Given the current period of limited funding, there is a need to maximize efforts to prevent rape and reduce the impact on survivors. Recommendations include strategies for combining resources and developing collaborations across diverse disciplines. Survivors would benefit from more coordinated community responses among health care, criminal justice, and legal systems. Increased communication and integration of community services is especially relevant for populations of women who have limited access to specialized victim services, including women who are homeless, from ethnic minority backgrounds, or who live in rural areas. More collaboration among researchers and community providers would help reduce the gap between effective practices and what is actually available to survivors in the community. Partnerships with policymakers are also equally important to develop a dialogue that matches the needs of the field with legislative vehicles for enhancing resources and influencing the work that is done. Together, these collaborative efforts may accelerate progress in creating environments that are safe for all women and responsive to those who have survived rape so that they may obtain the resources they need to recover.
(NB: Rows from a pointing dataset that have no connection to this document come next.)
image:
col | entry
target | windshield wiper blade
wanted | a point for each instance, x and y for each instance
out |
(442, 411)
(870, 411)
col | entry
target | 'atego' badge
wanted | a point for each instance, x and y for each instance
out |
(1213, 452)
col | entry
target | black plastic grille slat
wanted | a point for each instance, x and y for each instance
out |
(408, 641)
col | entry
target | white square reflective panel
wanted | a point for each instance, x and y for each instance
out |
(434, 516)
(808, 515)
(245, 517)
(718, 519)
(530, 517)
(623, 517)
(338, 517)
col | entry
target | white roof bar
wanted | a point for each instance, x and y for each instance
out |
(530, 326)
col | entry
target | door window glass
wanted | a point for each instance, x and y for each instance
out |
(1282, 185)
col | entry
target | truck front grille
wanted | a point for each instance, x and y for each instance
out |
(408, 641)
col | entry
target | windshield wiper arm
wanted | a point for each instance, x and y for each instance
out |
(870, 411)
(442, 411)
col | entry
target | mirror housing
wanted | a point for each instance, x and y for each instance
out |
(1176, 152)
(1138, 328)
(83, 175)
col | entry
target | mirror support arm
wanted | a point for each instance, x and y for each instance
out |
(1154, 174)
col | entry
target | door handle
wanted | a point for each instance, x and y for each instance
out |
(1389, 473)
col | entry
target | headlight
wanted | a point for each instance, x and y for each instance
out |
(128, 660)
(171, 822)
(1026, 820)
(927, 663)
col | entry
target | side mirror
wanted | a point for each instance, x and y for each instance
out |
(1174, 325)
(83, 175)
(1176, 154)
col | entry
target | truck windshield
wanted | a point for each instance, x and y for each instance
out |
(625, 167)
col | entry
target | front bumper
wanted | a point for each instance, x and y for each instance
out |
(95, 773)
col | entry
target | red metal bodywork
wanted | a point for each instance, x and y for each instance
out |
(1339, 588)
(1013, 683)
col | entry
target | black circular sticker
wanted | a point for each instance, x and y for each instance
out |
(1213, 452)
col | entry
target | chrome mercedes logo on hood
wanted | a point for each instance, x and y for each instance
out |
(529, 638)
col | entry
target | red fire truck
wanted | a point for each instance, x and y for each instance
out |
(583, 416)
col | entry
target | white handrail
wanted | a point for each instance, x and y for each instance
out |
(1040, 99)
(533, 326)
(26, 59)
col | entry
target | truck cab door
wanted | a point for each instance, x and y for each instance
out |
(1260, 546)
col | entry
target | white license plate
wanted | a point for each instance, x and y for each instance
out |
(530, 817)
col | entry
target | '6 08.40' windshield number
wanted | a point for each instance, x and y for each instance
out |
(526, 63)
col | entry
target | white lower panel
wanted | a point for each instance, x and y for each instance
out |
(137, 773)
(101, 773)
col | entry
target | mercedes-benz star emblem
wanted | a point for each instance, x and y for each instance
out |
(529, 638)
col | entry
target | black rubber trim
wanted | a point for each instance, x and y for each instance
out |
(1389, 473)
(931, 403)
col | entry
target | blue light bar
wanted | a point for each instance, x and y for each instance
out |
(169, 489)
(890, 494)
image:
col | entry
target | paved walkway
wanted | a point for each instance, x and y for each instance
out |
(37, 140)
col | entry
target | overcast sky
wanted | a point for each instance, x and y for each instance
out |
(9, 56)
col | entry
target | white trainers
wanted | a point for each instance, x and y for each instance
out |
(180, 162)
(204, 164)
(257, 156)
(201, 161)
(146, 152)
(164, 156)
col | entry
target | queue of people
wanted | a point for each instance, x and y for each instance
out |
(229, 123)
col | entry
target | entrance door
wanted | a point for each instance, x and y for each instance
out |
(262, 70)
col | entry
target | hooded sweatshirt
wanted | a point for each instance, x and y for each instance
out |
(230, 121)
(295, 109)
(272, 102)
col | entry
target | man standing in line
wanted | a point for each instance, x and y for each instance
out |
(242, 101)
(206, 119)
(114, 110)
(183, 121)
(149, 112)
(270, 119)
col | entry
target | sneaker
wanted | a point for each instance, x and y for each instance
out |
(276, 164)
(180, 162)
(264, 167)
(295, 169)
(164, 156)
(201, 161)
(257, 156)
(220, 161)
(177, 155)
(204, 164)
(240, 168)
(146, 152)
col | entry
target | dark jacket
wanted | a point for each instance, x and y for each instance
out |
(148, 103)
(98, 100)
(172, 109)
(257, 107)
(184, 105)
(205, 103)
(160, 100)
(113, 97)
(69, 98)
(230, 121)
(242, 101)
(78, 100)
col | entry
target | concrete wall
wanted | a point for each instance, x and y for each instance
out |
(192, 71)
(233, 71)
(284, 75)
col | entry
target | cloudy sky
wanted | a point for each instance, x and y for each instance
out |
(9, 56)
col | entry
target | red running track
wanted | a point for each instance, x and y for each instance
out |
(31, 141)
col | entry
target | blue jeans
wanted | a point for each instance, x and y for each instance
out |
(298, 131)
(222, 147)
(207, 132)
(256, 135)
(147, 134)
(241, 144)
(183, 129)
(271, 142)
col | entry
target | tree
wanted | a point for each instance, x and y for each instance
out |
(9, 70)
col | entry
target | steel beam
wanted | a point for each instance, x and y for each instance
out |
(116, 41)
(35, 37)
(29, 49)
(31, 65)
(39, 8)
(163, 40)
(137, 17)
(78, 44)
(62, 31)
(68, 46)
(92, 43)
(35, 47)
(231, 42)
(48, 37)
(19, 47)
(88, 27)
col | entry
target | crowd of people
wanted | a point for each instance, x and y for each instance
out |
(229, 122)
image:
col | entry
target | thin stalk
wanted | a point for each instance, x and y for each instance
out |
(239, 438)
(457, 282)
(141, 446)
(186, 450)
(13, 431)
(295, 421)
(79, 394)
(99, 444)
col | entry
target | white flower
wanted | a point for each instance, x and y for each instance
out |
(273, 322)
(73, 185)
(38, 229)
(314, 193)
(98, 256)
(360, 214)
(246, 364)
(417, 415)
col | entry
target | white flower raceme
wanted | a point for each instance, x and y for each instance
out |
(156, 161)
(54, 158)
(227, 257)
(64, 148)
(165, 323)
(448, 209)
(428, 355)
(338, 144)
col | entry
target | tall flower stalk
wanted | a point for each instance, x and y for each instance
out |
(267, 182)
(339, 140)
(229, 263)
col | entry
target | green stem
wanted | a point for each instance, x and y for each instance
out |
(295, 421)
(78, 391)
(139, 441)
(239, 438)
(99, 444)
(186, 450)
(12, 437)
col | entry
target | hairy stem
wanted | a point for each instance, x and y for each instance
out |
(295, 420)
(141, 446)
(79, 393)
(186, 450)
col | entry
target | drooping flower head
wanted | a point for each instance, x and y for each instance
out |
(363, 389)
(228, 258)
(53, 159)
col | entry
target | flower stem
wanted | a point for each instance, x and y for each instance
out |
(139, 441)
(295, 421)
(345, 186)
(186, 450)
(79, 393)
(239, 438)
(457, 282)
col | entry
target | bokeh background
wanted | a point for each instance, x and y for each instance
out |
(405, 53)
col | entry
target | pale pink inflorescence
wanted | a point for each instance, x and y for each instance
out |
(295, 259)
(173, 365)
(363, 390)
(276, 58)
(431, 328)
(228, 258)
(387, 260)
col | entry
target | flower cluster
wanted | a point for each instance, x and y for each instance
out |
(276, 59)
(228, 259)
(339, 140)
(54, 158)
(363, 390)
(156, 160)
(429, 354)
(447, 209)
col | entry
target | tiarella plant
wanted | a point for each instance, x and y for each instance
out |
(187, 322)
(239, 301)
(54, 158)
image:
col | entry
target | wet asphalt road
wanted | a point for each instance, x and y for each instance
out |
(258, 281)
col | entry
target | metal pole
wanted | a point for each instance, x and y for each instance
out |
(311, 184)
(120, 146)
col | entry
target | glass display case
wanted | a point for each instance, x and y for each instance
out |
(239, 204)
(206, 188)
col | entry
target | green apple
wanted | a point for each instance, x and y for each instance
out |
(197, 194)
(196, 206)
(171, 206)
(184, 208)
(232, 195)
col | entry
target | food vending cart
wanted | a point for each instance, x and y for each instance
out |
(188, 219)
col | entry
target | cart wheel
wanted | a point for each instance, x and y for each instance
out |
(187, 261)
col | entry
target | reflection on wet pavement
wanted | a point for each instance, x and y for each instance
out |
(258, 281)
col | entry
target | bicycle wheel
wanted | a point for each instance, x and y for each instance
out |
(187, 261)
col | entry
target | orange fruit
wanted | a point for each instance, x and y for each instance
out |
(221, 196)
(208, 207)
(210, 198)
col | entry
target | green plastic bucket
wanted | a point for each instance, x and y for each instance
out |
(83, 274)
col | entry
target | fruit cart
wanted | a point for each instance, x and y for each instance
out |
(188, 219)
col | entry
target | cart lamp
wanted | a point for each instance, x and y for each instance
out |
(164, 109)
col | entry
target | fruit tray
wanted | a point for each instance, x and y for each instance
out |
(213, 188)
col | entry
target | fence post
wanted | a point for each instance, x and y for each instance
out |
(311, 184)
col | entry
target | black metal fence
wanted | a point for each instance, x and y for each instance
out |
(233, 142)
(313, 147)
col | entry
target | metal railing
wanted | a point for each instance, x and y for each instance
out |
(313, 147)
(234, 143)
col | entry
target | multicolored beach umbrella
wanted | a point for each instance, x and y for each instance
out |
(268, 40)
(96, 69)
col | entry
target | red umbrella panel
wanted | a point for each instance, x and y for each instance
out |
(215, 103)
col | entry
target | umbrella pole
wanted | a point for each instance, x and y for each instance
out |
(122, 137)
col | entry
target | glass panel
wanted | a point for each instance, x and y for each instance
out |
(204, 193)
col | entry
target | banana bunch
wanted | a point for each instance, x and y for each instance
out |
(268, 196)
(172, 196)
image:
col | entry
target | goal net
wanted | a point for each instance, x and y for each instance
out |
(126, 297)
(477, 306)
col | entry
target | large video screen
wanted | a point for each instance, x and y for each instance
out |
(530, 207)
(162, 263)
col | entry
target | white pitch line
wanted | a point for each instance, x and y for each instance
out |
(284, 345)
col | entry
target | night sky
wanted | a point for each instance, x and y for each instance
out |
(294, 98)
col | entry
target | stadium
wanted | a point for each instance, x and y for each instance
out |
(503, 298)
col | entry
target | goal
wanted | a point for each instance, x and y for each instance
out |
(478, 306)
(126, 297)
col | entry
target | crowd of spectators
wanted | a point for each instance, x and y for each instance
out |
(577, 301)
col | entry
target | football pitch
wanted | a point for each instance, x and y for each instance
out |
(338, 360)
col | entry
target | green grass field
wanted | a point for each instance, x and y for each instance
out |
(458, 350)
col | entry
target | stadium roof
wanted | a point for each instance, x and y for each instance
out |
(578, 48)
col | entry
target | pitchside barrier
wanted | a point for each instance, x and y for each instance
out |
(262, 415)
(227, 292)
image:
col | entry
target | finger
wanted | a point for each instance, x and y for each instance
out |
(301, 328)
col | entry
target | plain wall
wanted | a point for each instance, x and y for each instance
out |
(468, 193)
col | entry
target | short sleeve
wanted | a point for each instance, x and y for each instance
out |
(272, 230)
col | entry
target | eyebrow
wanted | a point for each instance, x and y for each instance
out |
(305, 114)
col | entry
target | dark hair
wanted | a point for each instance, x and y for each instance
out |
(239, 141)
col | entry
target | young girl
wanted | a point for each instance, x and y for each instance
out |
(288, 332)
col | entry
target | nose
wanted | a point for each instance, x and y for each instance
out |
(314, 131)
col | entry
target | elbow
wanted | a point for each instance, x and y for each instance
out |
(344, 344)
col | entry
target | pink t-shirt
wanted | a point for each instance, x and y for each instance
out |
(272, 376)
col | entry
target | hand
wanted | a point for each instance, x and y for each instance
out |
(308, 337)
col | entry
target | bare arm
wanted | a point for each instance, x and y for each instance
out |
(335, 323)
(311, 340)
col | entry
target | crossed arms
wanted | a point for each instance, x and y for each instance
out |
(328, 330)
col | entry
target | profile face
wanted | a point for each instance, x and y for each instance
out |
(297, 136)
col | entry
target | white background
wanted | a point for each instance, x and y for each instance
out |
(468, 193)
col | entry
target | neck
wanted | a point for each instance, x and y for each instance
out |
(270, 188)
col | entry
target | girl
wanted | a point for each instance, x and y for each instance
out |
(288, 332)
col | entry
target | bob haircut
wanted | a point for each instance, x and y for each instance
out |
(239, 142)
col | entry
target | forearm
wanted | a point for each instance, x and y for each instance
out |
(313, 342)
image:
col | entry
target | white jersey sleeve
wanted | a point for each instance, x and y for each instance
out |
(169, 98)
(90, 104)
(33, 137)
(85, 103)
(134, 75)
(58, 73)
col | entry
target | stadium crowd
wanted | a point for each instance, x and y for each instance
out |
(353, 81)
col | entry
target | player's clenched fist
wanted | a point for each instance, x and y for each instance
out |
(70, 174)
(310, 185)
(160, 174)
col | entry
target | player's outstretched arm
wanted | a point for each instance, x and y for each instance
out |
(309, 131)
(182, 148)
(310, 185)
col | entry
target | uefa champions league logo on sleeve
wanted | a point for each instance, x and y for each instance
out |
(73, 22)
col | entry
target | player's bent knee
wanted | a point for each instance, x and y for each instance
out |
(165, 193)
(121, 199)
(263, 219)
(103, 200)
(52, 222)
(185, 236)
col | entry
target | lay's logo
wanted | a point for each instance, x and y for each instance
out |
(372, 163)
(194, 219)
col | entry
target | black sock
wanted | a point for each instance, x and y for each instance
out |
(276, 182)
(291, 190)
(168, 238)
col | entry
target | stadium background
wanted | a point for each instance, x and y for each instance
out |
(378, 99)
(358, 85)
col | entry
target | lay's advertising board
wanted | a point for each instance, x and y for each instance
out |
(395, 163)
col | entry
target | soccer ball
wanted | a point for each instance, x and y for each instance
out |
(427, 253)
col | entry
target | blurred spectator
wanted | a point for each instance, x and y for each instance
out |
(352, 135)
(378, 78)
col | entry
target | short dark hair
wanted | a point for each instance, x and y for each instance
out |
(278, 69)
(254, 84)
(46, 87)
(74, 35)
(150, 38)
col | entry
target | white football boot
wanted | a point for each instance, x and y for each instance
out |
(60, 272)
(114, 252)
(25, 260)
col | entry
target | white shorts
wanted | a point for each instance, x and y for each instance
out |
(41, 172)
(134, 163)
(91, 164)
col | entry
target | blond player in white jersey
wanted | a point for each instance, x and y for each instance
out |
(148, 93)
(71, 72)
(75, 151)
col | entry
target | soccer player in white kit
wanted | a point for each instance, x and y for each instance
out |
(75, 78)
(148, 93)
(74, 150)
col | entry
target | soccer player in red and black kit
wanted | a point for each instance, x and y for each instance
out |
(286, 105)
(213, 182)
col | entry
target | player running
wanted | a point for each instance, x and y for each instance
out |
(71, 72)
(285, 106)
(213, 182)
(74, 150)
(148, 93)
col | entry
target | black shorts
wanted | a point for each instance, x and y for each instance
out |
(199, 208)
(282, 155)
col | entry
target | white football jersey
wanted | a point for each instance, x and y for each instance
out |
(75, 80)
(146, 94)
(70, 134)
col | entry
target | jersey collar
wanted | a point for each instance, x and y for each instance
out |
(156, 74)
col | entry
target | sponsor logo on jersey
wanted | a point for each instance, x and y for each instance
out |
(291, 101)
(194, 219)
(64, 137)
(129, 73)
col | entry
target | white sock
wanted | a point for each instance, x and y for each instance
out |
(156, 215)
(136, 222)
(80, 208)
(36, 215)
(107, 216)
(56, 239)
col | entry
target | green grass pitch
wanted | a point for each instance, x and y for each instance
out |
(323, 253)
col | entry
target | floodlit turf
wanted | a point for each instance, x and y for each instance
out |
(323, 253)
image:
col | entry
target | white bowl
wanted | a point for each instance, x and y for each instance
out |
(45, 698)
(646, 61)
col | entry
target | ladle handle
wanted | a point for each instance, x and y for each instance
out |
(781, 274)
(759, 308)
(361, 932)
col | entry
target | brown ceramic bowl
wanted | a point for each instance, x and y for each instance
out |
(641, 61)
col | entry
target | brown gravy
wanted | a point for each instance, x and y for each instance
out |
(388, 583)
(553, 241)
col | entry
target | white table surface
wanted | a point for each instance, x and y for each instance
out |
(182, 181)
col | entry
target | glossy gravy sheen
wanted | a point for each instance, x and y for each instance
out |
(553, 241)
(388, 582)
- Briere, J., & Jordan, C. E. (2004). Violence against women: Outcome complexity and implications for assessment and treatment. Journal of Interpersonal Violence, 19, 1252–1276.
- Rennison, C. M. (2002). Rape and sexual assault: Reporting to police and medical attention, 1992–2000. Washington, DC: U.S. Department of Justice, Bureau of Justice Statistics.
- Rozee, P. D., & Koss, M. P. (2001). Rape: A century of resistance. Psychology of Women Quarterly, 25, 295–311.
- Tjaden, P., & Thoennes, N. (2000). Full report of the prevalence, incidence, and consequences of violence against women. Washington, DC: U.S. Department of Justice, National Institute of Justice.